<h1><center>Biogen Pretrained Tutorial - independent version</center></h1>


<center>Author: Qihuang Zhang*, Jian Hu, Kejie Li, Baohong Zhang, David Dai, Edward B. Lee, Rui Xiao, Mingyao Li*

## Outline
1. Preparation
2. Load Data
3. Prediction

In this tutorial, we illustrate the usage of the CeLEry pretrain model trained by Biogene mouse brain data (Li and Zhang, 2022). This model takes the gene expression input of 886 genes and produce a prediction probability vector to eight regions segemented from the spatial transcriptomics data.

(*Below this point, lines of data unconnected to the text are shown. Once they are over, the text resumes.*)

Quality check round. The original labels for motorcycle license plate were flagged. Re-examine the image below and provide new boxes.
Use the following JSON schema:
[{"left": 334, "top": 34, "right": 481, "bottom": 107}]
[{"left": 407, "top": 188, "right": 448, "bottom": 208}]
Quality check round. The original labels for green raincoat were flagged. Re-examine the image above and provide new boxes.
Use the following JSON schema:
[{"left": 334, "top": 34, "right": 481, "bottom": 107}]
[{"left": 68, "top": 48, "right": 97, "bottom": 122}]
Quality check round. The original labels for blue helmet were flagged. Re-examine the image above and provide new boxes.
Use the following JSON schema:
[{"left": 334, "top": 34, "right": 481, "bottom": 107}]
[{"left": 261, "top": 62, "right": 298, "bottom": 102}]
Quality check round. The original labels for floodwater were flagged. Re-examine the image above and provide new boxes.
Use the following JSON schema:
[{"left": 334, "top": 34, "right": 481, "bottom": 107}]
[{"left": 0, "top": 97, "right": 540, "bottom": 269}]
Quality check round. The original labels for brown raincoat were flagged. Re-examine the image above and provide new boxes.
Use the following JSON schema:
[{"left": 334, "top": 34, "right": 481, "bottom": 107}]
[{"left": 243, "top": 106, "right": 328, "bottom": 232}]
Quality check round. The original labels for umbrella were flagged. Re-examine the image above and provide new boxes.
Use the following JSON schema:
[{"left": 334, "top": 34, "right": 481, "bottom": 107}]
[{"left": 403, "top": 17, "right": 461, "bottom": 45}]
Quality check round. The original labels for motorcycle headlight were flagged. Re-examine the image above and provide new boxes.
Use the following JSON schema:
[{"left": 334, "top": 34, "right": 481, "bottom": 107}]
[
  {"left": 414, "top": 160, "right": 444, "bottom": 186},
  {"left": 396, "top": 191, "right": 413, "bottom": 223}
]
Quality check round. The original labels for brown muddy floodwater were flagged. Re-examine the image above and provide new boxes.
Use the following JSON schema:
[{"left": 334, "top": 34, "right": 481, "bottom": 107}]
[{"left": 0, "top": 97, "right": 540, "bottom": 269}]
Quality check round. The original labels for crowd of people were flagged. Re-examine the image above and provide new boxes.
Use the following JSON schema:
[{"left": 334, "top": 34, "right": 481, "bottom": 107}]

This tutorial can be independent of the CeLEry package. It does not require installing the CeLEry package. 

## 1. Preparation

To implemente the model without installing CeLEry package, several helper functions are needed. The ``pickle`` package is used to load the pretrained model. Function ``make_annData_query()`` transform the raw input data into AnnData format and conduct data proprocessing, including  normalizing the gene expression per cell and performing ``log(1+p)`` transcformation. The ``get_zscore()`` helps to normalized the gene expression so that batch effect can be removed.

In [None]:
import pickle
from scanpy import read_10x_h5
import CeLEry as cel

import scanpy as sc
import numpy as np
from scipy.sparse import issparse


## 2. Load Data
 
Load scRNA-seq/snRNA-seq data. Example data can be download from [Li and Zhang (2022)](https://doi.org/10.5281/zenodo.6640285).

In [None]:

QueryData_raw = read_10x_h5("data/Biogen/7G-1/filtered_feature_bc_matrix.h5")
QueryData = cel.make_annData_query (QueryData_raw)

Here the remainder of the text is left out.